GLOBAL MIND SET E
NUOVO MERCATO DEL LAVORO
1. Mentalità
globale per competere
Come sarà l’educazione
di questi anni 2000? E a cosa servirà?
Per rispondere vi sono due diverse opportunità.
Estrapolare le conclusioni dall’analisi
di un sistema educativo che è ancora
fermo al XIX secolo e ai suoi equilibri.
Oppure guardare al mondo, come va e soprattutto
dove va.
Sono almeno trent’anni che gli amanti
delle prosposizioni nel futuro mettono in
guardia contro la lentezza di reazioni nei
confronti del cambiamento.

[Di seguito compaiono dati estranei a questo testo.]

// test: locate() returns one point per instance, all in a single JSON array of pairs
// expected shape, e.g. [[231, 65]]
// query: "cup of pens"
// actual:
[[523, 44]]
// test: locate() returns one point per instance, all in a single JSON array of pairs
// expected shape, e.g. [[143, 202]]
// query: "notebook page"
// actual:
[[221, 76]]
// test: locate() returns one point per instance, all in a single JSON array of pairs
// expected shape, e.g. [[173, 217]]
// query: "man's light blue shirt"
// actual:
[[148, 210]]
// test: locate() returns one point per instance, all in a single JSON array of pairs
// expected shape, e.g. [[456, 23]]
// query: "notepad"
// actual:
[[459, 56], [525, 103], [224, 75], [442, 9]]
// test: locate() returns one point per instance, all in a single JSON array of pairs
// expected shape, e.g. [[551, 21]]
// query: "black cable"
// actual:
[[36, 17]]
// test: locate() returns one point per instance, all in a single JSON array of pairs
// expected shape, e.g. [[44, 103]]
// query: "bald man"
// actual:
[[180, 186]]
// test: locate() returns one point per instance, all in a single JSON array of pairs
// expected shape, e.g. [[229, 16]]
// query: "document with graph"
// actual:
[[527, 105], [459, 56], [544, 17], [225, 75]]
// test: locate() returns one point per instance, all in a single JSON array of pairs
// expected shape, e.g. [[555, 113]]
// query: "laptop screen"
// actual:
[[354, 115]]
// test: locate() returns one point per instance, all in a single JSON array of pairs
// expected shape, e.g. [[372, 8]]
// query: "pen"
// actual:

Si è parlato
spesso di rapidazione dei processi.
Ma tant’è, nessuno ci ha creduto
fino in fondo. Gli Stati Uniti hanno dovuto
subire lo shock giapponese degli
anni Ottanta per uscire da un pericoloso
annebbiamento da “primato raggiunto”.
La vecchia Europa, con i suoi riti formalistici
e sindacali, che ancora permeano pesantemente
la vita economica, sta accorgendosi solo
ora, nel mezzo di un inarrestabile incubo
“disoccupazione”, degli anni
persi nel tentativo di convalidare vantaggi
individuali e collettivi non più
corrispondenti all’assetto di un’economia
protetta.
1.1 Sapere come competizione
L’educazione pubblica
è un luogo sintomatico del futuro.
Il suo risultato abissale nei confronti
dei comportamenti sociali ed economici di
ogni giorno è chiara agli occhi di
tutti. In alcuni paesi, fra i quali l’Italia,
la disorganizzazione e il velleitarismo
raggiungono livelli parossistici. Ma nulla
di sostantivo accade. Nulla che adegui il
prodotto e i processi del sistema educativo
nelle nuove direzioni competitive del sapere.
Gli istituti di ricerca sociale
fanno sapere che fra i giovani c’è
in giro una grande disaffezione verso la
scuola. La percezione evidente psicologicamente
negativa è che nelle aule stiano
perdendo tempo. Là fuori il mondo
bolle. Fra le, spesso, disadorne mura scolastiche
non si vedono le connessioni. Essere motivati
significa saper giudicare l’esito
delle azioni che si intraprendono. Esattamente
l’opposto di quanto avviene al giovane
che studia. Qualcuno deve dirgli che anche
dalla periferia del mondo si gioca una per
pochi: Stati Uniti, Cina, India, Russia,
Brasile e si stanno dividendo responsabilità
e poteri del mondo che viene. L’Europa
non può fare da controfigura o controparte.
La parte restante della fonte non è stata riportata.